There can be no assurance that any form of merger, combination, or sale of the Company will take place, or that any merger, combination, or sale would provide liquidity for Purchasers. Furthermore, we may be unable to register the Securities for resale by Purchasers for legal, commercial, regulatory, market-related or other reasons. In the event that we are unable to effect a registration, Purchasers could be unable to sell their Securities unless an exemption from registration is available.
The Company does not anticipate paying any cash dividends for the foreseeable future.
The Company currently intends to retain future earnings, if any, for the foreseeable future, to repay indebtedness and to support its business. The Company does not intend in the foreseeable future to pay any dividends to holders of its shares of .
The Company has the right to conduct multiple closings during the Offering.
If the Company meets certain terms and conditions, and more than thirty (30) days remain before the Offering Deadline, an intermediate close of the Offering can occur, which will allow the Company to draw down on a portion of the proceeds of the offering committed and captured during the relevant period. The Company may choose to continue the Offering thereafter. Purchasers should be mindful that this means they can make multiple investment commitments in the Offering, which may be subject to different cancellation rights. For example, if an intermediate close occurs and later a material change occurs as the Offering continues, Purchasers previously closed upon will not have the right to re-confirm their investment as it will be deemed completed.
The Company has the right to end the Offering early.
The Company may also end the Offering early; if the Offering reaches its Minimum Offering Amount after 30-calendar days but before the Offering Deadline, the Company can end the Offering with five business days’ notice. This means your failure to participate in the Offering in a timely manner, may prevent you from being able to participate – it also means the Company may limit the amount of capital it can raise during the Offering by ending it early.
In addition to the risks listed above, businesses are often subject to risks not foreseen or fully appreciated by the management. It is not possible to foresee all risks that may affect us. Moreover, the Company cannot predict whether the Company will successfully effectuate the Company’s current business plan. Each prospective Purchaser is encouraged to carefully analyze the risks and merits of an investment in the Securities and should take into consideration when making such analysis, among other, the Risk Factors discussed above.
THE SECURITIES OFFERED INVOLVE A HIGH DEGREE OF RISK AND MAY RESULT IN THE LOSS OF YOUR ENTIRE INVESTMENT. ANY PERSON CONSIDERING THE PURCHASE OF THESE SECURITIES SHOULD BE AWARE OF THESE AND OTHER FACTORS SET FORTH IN THIS FORM C AND SHOULD CONSULT WITH HIS OR HER LEGAL, TAX AND FINANCIAL ADVISORS PRIOR TO MAKING AN INVESTMENT IN THE SECURITIES. THE SECURITIES SHOULD ONLY BE PURCHASED BY PERSONS WHO CAN AFFORD TO LOSE ALL OF THEIR INVESTMENT.
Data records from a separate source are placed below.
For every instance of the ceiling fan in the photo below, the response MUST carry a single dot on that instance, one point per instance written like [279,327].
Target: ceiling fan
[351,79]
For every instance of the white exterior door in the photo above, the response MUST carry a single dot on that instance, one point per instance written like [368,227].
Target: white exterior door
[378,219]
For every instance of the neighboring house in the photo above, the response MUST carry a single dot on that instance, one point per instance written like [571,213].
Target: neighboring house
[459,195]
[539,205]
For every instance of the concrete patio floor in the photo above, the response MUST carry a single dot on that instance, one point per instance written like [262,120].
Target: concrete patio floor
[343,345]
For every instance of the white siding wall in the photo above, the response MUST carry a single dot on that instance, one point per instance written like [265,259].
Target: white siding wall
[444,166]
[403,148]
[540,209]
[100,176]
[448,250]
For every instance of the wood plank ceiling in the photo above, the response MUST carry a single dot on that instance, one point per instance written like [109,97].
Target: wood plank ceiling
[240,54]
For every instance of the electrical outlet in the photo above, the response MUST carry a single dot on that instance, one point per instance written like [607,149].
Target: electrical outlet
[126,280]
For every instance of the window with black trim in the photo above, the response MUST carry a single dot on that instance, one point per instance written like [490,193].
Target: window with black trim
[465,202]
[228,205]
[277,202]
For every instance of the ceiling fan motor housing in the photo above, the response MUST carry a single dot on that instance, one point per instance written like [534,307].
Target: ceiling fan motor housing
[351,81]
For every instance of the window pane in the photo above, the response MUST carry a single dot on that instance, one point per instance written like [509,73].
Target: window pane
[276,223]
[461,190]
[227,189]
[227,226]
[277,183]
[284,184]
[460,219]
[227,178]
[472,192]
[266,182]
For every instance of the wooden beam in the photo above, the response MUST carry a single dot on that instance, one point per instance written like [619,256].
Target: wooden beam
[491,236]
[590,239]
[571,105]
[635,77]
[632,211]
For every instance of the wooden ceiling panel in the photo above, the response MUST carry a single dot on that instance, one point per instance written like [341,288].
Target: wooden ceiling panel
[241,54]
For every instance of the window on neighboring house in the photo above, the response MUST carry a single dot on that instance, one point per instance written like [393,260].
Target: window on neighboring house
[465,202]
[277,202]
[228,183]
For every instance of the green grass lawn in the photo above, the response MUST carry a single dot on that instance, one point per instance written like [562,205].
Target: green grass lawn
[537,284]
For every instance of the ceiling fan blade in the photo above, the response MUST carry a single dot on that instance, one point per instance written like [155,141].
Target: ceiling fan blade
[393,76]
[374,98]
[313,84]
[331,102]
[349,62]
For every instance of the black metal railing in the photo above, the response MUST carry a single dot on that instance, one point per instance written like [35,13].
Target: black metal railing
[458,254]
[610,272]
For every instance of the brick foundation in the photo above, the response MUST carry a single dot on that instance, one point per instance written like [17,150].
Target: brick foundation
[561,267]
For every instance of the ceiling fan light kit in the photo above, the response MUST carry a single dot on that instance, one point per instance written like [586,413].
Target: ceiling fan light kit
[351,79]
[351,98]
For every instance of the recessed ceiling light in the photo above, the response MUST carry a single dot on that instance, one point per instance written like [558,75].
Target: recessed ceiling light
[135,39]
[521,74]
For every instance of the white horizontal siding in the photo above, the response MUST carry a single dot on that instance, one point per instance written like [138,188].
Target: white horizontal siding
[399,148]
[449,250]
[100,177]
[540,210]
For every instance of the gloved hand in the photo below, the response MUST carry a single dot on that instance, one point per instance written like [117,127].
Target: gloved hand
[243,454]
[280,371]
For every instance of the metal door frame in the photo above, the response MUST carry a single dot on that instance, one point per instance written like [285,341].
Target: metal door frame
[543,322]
Our team has been involved in the mineral exploration sector for over 34 years and have strong knowledge and connections in the region we operate in. With a long track record of raising capital and experience in the sector, Beaver Gold has formed an experienced team.
The combination of these individuals provides the company a strong exploration expertise for discovery and resources development all the way to feasibility, operations and a strong presence in Canada.
The team is multigenerational, combining young and energetic entrepreneurs already with great achievements under their belts with well-seasoned experts that have decades of experience providing solutions for mining projects and raising capital.